Born in London on 6th January 1938, John Clive became an actor as a child, then became pageboy at a theatre before landing regular roles in the theatre from the early 1960s onwards. He went on to make over 100 TV and film appearances, including appearing opposite Dick Emery and Tommy Cooper and in series such as The Sweeney, The Perils of Pendragon, and the lead role in Robert's Robots. His films encompass all genres, from Carry On Dick through Revenge of The Pink Panther and The Italian Job to A Clockwork Orange. He was married with one son Alexander and one daughter Hannah. He later had a stepson from his second marriage. John died on October 14th 2012, aged 79.
Remembering Rising Damp: "It was a delight to appear with Frances de la Tour, whose subtle performance complemented everything you did. I thought the episode [The Good Samaritan] worked rather well, especially as Eric's writing was so good..."
 IMDB  -  Official Site

George A. Cooper played Mr. Cooper, the father of one of Alan's girlfriends in the TV episodePermissive Society.

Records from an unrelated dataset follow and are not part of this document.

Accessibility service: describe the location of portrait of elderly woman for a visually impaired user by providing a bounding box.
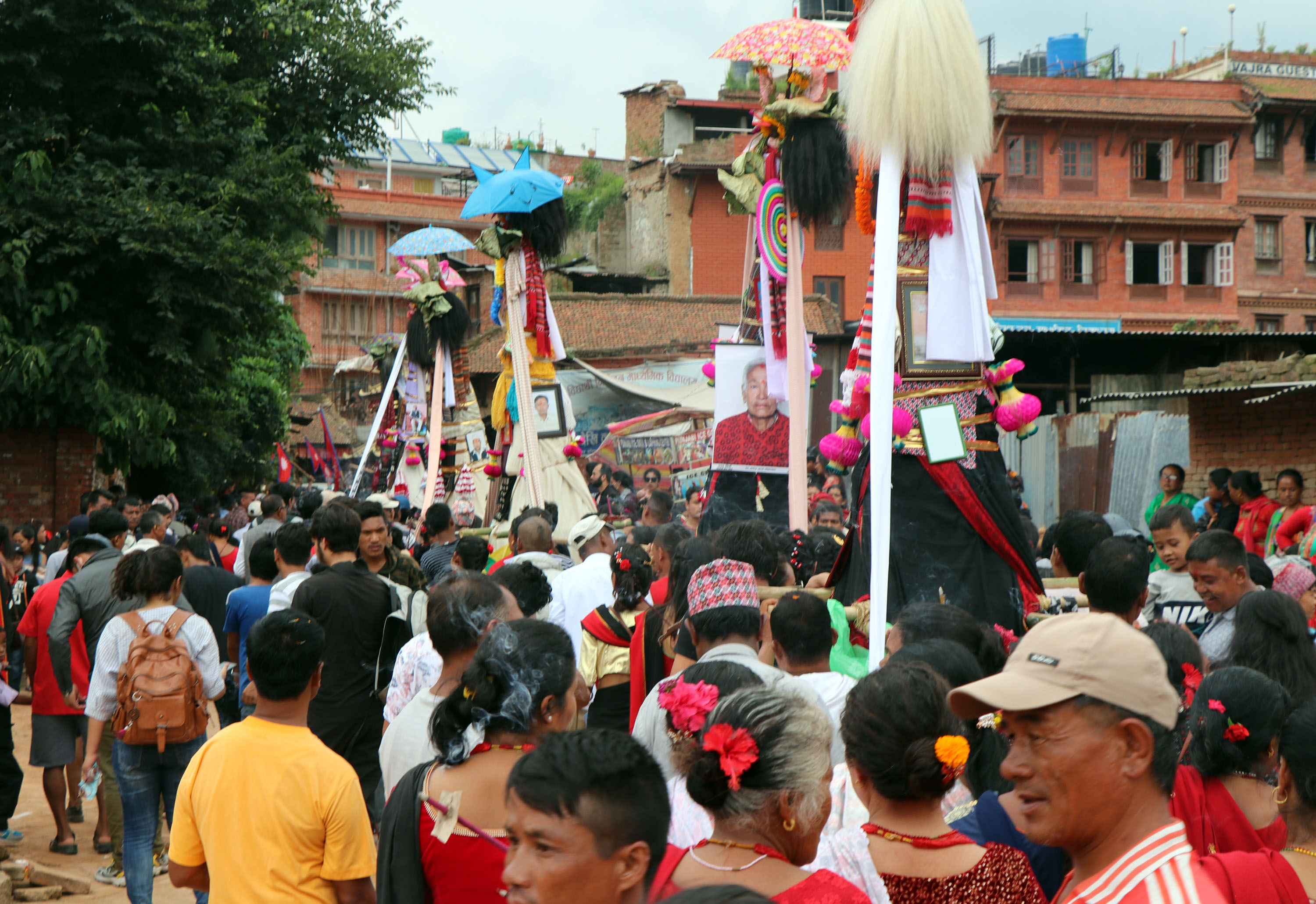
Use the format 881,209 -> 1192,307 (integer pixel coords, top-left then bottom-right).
713,354 -> 791,470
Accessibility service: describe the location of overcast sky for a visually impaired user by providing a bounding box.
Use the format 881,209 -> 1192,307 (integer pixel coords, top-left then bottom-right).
401,0 -> 1316,157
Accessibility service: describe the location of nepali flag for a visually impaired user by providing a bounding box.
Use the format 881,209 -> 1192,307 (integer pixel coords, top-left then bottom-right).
274,442 -> 292,483
320,408 -> 342,489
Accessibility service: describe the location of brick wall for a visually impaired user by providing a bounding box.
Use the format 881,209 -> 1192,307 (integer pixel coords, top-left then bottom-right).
1184,391 -> 1316,501
626,87 -> 684,157
0,427 -> 96,530
1233,107 -> 1316,332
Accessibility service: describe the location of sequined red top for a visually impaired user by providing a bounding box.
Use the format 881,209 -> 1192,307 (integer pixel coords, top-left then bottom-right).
649,845 -> 871,904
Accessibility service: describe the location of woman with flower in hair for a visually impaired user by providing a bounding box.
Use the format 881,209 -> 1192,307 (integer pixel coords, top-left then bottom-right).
649,687 -> 869,904
1170,666 -> 1292,855
376,618 -> 576,904
813,662 -> 1045,904
1202,700 -> 1316,904
579,543 -> 654,732
658,662 -> 763,847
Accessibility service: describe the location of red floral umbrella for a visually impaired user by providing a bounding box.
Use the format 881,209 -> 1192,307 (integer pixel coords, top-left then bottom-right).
713,18 -> 850,70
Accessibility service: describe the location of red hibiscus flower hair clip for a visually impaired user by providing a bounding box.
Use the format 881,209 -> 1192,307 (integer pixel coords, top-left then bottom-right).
1207,700 -> 1252,743
1183,662 -> 1219,707
704,722 -> 758,791
658,676 -> 719,738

Born in 1916. After a brief career as a draughtsman, George became an amateur actor, then became professional aged 23. He toured with Joan Littlewood's Theatre Workshop before landing TV roles. He appeared in Z Cars, Some Mothers Do 'Ave 'Em, Mind Your Language and major roles in Grange Hill and Billy Liar. George also has over 40 films to his credit.
Remembering Rising Damp: "It was absolutely spot-on...Although I only appeared in one episode, it was terrific fun."

David Daker played Mr. Brent in the TV episode That's My Boy.

A popular sight on British screens from the 1980s onwards, David is probably best remembered as Michael Elphick's boss Harry Crawford in seven series of Boon, and as Gordon Lewis, landlord of the Rover's Return in Coronation Street for five years. He has also appeared in Midsomer Murders, The Bill, Crown Prosecutor and  Casualty.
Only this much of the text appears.